Paixão profissional – A paixão pela astronomia transformou a vida do atleta e técnico paulista de levantamento de peso olímpico Roberto Fornaciari, 53 anos. Ele abandonou a carreira de 30 anos no esporte e se concentrou na fabricação artesanal de telescópios, ofício que exerce desde 1986. De tanto observar o céu, Fornaciari construiu um observatório no quintal de casa, seu lugar predileto para apreciar o espaço. “Construo telescópios de dia e os testo durante a noite”, diz.

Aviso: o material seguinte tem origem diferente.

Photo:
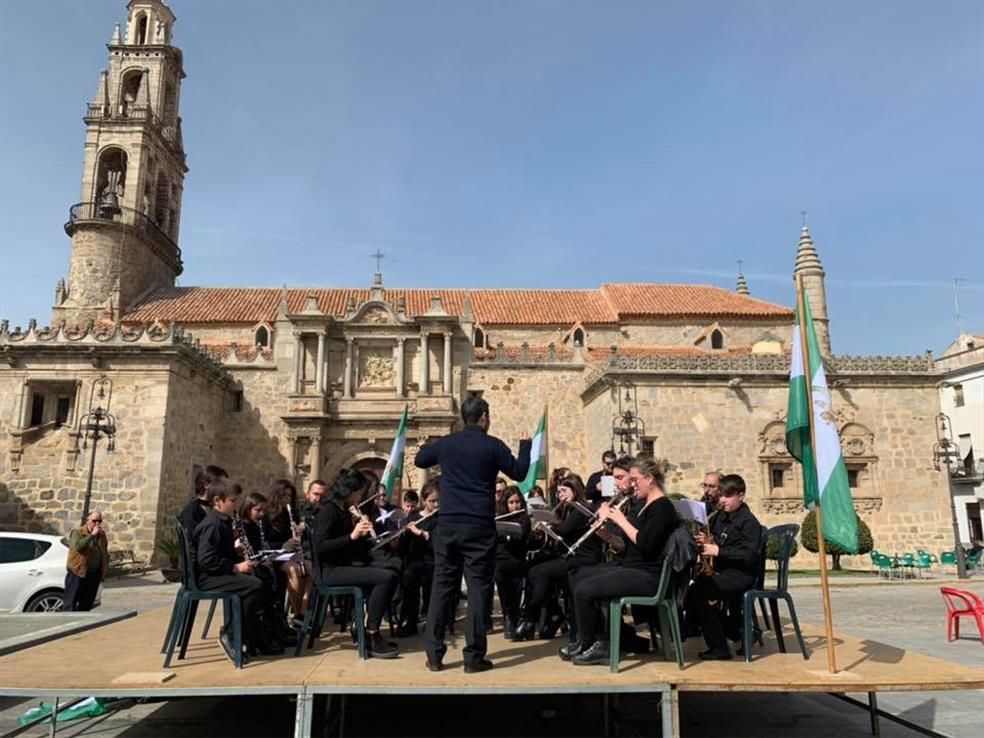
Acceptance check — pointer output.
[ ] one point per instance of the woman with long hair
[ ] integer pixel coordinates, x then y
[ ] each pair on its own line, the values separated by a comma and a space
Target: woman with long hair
547, 578
343, 536
646, 533
510, 559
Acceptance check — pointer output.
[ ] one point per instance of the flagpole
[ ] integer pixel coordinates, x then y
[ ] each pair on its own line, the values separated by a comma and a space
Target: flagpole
828, 620
546, 451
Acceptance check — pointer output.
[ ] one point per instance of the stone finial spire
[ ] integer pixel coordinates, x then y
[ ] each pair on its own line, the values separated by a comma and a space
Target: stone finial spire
742, 287
807, 259
808, 265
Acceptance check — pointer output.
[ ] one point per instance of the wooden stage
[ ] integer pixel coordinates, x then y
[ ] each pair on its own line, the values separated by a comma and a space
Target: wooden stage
129, 664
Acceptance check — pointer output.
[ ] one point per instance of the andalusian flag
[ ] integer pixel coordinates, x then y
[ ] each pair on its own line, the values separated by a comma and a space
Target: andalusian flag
394, 467
538, 457
823, 467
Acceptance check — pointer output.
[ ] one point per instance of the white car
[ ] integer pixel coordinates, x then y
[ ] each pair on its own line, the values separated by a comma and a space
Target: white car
32, 572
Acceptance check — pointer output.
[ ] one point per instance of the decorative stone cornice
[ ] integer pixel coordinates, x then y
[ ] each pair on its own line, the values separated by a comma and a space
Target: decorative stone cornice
94, 342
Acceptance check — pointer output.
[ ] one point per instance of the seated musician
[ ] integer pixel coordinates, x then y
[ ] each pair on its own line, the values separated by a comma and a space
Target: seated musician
646, 533
418, 557
510, 560
343, 535
737, 538
284, 530
546, 578
249, 521
217, 569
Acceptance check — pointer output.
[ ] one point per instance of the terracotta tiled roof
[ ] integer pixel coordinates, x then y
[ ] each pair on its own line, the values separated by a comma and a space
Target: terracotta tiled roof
687, 300
490, 307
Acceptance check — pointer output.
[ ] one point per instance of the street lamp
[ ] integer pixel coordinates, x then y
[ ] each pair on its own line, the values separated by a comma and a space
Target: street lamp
627, 426
96, 424
946, 457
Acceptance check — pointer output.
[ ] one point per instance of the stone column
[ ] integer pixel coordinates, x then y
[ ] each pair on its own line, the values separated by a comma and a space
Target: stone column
447, 363
298, 362
347, 385
320, 373
424, 365
400, 360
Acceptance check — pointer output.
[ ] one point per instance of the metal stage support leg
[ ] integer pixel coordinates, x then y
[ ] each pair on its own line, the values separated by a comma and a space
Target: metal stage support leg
669, 712
873, 714
302, 715
54, 720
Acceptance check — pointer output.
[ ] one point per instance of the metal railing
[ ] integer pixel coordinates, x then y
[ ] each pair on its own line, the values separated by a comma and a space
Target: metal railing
171, 133
94, 211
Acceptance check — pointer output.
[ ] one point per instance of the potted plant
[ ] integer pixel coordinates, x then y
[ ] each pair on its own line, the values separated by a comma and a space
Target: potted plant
169, 547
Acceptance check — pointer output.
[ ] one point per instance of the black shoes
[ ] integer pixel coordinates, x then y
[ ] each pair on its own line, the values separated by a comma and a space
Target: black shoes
524, 631
596, 655
380, 648
575, 648
719, 653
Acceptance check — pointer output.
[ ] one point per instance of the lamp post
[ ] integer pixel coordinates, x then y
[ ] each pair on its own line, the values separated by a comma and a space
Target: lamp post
946, 457
96, 424
627, 426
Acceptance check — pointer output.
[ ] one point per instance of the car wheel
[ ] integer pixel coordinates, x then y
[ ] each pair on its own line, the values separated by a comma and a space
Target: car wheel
50, 601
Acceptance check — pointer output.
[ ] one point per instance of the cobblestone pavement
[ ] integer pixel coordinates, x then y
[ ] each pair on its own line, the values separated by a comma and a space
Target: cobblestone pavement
908, 615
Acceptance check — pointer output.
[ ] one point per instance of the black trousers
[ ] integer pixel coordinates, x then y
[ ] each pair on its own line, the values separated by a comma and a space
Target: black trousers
80, 592
417, 577
377, 584
718, 587
509, 576
468, 549
251, 592
595, 586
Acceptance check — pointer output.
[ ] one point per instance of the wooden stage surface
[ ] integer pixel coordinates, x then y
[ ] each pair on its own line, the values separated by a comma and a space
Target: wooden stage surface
123, 658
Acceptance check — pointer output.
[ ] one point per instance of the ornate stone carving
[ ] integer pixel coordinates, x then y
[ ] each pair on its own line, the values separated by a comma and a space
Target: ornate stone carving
375, 369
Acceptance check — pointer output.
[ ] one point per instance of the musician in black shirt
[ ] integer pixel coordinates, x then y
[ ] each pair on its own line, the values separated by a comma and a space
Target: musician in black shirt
217, 569
343, 536
545, 578
510, 559
736, 550
637, 574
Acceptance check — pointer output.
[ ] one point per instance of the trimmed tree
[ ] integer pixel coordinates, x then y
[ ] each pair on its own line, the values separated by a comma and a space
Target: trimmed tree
808, 536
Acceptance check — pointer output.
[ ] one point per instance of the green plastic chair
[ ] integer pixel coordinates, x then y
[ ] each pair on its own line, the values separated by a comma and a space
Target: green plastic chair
666, 609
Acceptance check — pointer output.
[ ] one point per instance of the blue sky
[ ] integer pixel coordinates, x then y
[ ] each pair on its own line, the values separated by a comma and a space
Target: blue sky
538, 144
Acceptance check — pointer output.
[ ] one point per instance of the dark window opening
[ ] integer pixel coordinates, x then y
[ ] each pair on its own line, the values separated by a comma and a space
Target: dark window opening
63, 408
37, 409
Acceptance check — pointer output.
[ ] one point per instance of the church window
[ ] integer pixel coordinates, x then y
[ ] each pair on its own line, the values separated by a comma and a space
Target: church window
141, 36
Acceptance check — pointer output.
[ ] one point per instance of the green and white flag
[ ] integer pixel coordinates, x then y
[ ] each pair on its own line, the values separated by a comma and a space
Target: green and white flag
394, 467
823, 467
538, 457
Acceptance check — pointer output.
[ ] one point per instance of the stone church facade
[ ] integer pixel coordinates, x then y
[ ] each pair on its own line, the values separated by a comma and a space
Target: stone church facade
300, 383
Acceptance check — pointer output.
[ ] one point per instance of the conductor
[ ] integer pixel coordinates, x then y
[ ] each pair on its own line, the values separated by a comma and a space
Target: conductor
465, 538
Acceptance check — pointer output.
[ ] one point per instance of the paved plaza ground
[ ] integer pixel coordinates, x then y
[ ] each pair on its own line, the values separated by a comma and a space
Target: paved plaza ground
908, 615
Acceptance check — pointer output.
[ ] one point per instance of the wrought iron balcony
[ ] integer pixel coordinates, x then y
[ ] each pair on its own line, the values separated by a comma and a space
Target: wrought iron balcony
89, 212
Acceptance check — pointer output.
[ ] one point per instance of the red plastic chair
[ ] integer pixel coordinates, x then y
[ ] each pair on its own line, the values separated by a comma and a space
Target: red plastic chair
959, 604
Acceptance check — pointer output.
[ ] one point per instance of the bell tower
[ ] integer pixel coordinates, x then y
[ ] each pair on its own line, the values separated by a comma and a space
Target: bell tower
125, 227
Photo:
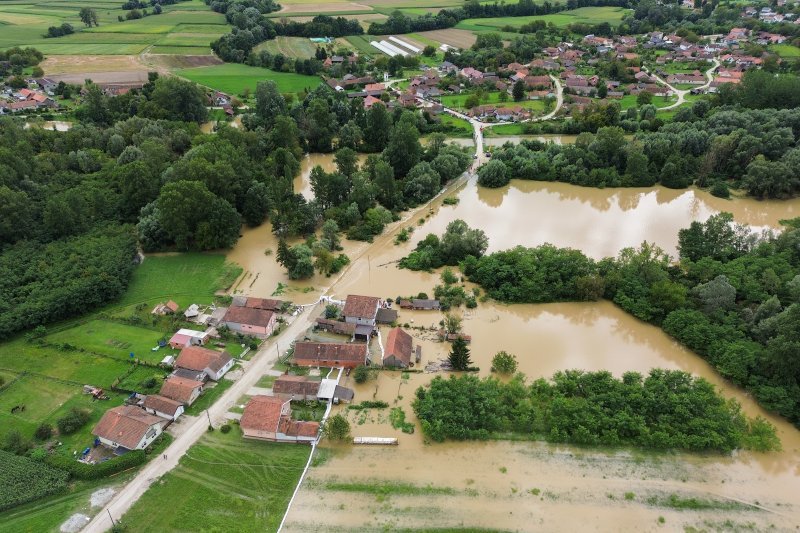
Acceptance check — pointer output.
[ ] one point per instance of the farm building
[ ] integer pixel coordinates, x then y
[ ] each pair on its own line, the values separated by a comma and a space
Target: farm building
361, 310
215, 364
168, 308
250, 321
269, 418
162, 406
181, 390
128, 427
295, 387
333, 354
188, 337
398, 349
334, 326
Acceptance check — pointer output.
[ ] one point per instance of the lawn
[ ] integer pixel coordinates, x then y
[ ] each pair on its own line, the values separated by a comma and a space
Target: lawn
111, 338
785, 50
582, 15
221, 481
234, 79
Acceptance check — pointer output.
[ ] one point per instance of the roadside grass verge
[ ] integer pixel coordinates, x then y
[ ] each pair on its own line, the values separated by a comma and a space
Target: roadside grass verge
221, 481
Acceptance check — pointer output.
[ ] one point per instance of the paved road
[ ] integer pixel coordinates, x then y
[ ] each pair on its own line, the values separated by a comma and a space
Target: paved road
682, 93
261, 362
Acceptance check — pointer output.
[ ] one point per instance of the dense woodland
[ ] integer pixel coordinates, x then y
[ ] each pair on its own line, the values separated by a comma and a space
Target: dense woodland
756, 150
734, 297
666, 410
137, 172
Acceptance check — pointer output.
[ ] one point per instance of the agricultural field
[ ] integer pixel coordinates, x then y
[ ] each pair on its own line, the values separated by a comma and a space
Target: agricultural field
222, 480
233, 78
582, 15
186, 28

Com uma modesta oficina, o astrônomo amador recebe encomendas de amigos há 25 anos e hoje tira o próprio sustento fabricando telescópios. O artesão é membro do grupo paulista de astrônomos amadores chamado Aprendendo_Astronomia (o nome é grafado com o subilhado entre as palavras), que conta com 900 membros na lista de discussão.

Frutos do amadorismo – Astrônomos amadores já realizaram grandes feitos. Em 2009, o astrônomo amador australiano Anthony Wesley descobriu uma “cicatriz” no hemisfério sul de Júpiter, que nunca havia sido notada por astrônomos profissionais. Alguma coisa, possivelmente um meteoroide ou um cometa, atingiu o planeta e foi engolido pela atmosfera de amônia e metano deixando uma marca visível. A descoberta foi uma das mais importantes já feitas por astrônomos amadores.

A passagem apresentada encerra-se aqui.